이런 식으로 저장하고 예를들어서 java, senior 찾으라고 하면
어떤 리스트(lst)에다가 그 조건을 만족하는 사람들을 쭉 넣는다.
즉 hash["java"]랑 hash["senior"] 값을 lst에 쭉 넣어둔다.
그럼 lst = [1,2,2,3]가 될 거고 여기서 각 사람들이 몇 번 등장했는 지 세준다.
그리고 조건 개수대로 등장한 사람이 몇명인 지 세주면 된다.
즉 2번 사람은 2번 1번 사람은 1번 3번 사람은 1번 나왔으니까 1명이 조건을 만족한다.

이 알고리즘 대로 짜보았다.

실패 코드 1

from collections import Counter

def solution(info, query):
    answer = []

    info_hash = {}
    scores = {}

    for member, info_string in enumerate(info):
        for idx, info_word in enumerate(info_string.split()):
            if idx == 4:
                scores[member] = int(info_word)
                continue

            if info_hash.get(info_word):
                info_hash[info_word].append(member)

            else:
                info_hash[info_word] = [member]
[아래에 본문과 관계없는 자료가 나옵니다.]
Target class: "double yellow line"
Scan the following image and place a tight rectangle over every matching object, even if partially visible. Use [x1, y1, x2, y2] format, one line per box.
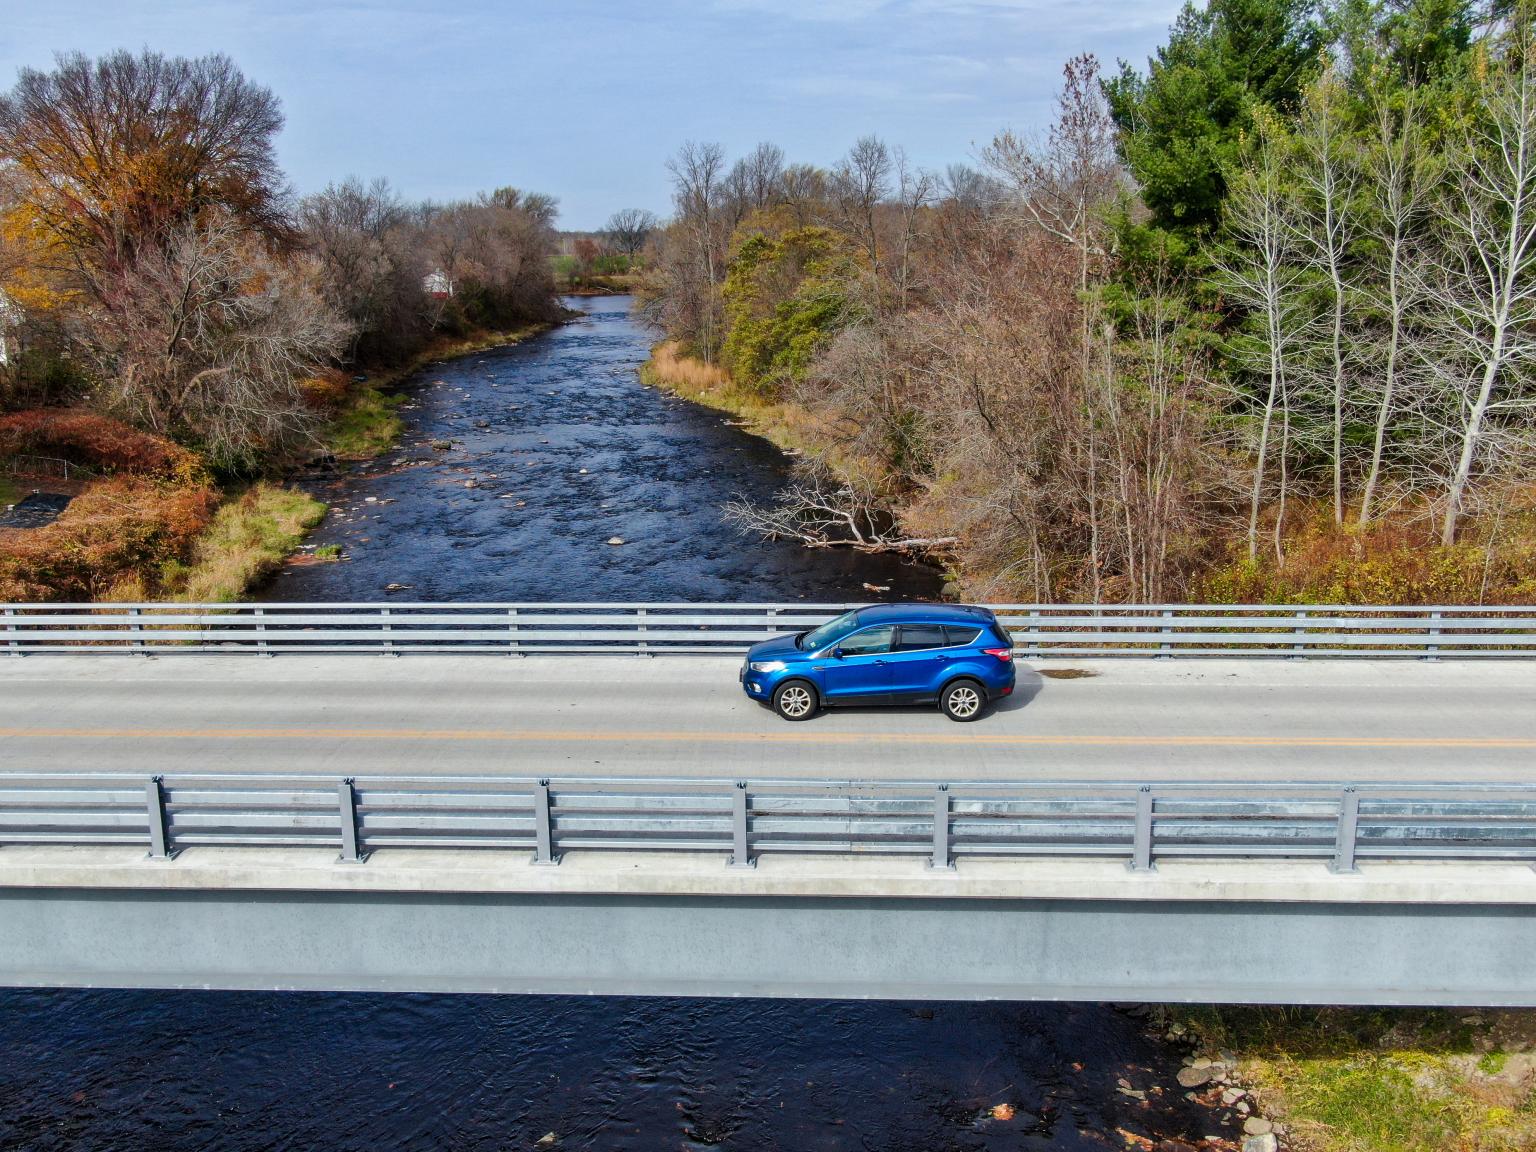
[0, 727, 1533, 749]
    scores = sorted(scores.items(), key=lambda x: x[1], reverse=True)

    for q in query:
        splited_q = q.replace(" and", "").split()
        min_score = int(splited_q.pop())
        answer_count = 5

        matched = []
        for member, score in scores:
            if score < min_score:
                break
            matched.append(member)

        for q_elem in splited_q:
            if q_elem == "-":
                answer_count -= 1
                continue

            matched.extend(info_hash.get(q_elem, []))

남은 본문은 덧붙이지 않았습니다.